I thank you, Ina, the end result is truly magical! If you know what the concerns were, until it started sweet, great reading recipes fell. In the end I decided to trust your experience and wrong of course. Greetings! :)

Hello perunika, adore Rachel, I never rules. I want to know what sort must be pumpkin - in some recipes wrote kestenka indeno of which I say so. For example pumpkin violin became the -hubav pumpkin. Is it appropriate?
Or white, or yellow squash !?

Julka, pumpkin which did Rachel was violin. First prepare such a sweet and whether other variety I can not say! The recipe is very successful, Ina is a specialist for this and trusted 100% :)

Julka, I'm rules Ratchet white pumpkin. But as Orris used violin, then there is no problem! :) See what beauty is, not to mention the taste! :) I wish you luck!

Thank you very much! :) Can you reduce the sugar or not enough sweet. Today I have a lime and pumpkin. I do not want to nakartva sweet.

Yule, I think that there will be no problem to reduce sugar, especially if you own pumpkin and sweet. Will wait for the result! :)

I made a correction of the recipe in the sense I wrote it in some detail, as supported with pictures and step by step. I hope this will facilitate those who want to cook crabs! :)

I dared to try this recipe. I did not believe it would be in my power. I remember from childhood that is delicious Rachelle. It was not without obstacles. As I put it in jars suddenly crystallize, hot. I think it boil more than it should, sugar had begun to harden the walls of the court. I pour it into the baking pan, poured a little water and boil again, this time to the correct density and not crystallize as it put in jars. The recipe is great.

Bistra Bravo! As you can see - is in your power! :) Thank you for your shared partial failure and how you handle it. Really boil it longer and very well done as you dosipete water. Only that it should be hot. Remind me how many years ago did you first cherry jam. I always thought that it is not thick enough and when it spilled jars as cold so hardened that nothing could be removed! :) So in jams and prefer to leave the syrup a little more rare and sterilize jars a few minutes.

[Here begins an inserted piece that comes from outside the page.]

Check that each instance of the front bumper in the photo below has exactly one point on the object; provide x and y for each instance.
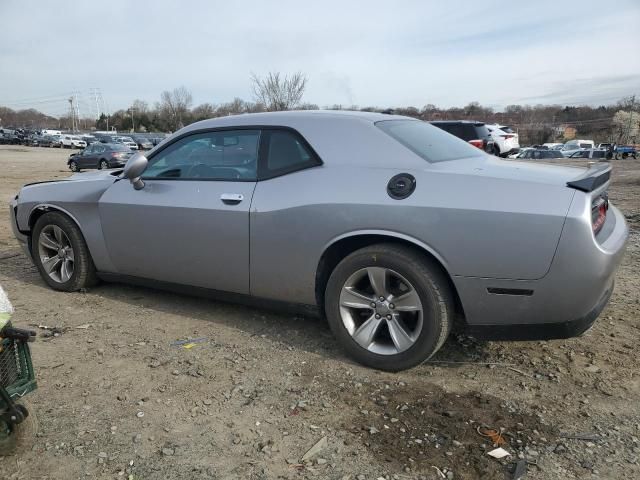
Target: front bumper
(23, 239)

long-awaited good time to make jelly, and here we come. I did fiddle with pumpkin (butternut squash), because our white pumpkin there. Little candied about the cap (do not know why), but not fatal. Pumpkin pieces were received crunchy outside and soft inside as boiled pumpkin. I have not eaten much jelly and I'm not sure that I had to get, but the result is not bad. Furthermore, I put liquid vanilla, which I think was a mistake - next time I'll look powder or missed it. I'd put geranium, but also not. For a first attempt, I think I did well.

Gerry, Orris has done with pumpkin violin / comment 37 /. The pieces must be exactly - crispy outside and soft inside. Well, not quite as boiled pumpkin, but soft :). Flavoring can not put anything when you do not. I am very glad that you prepared Ratchet! :) If you have photos, upload them.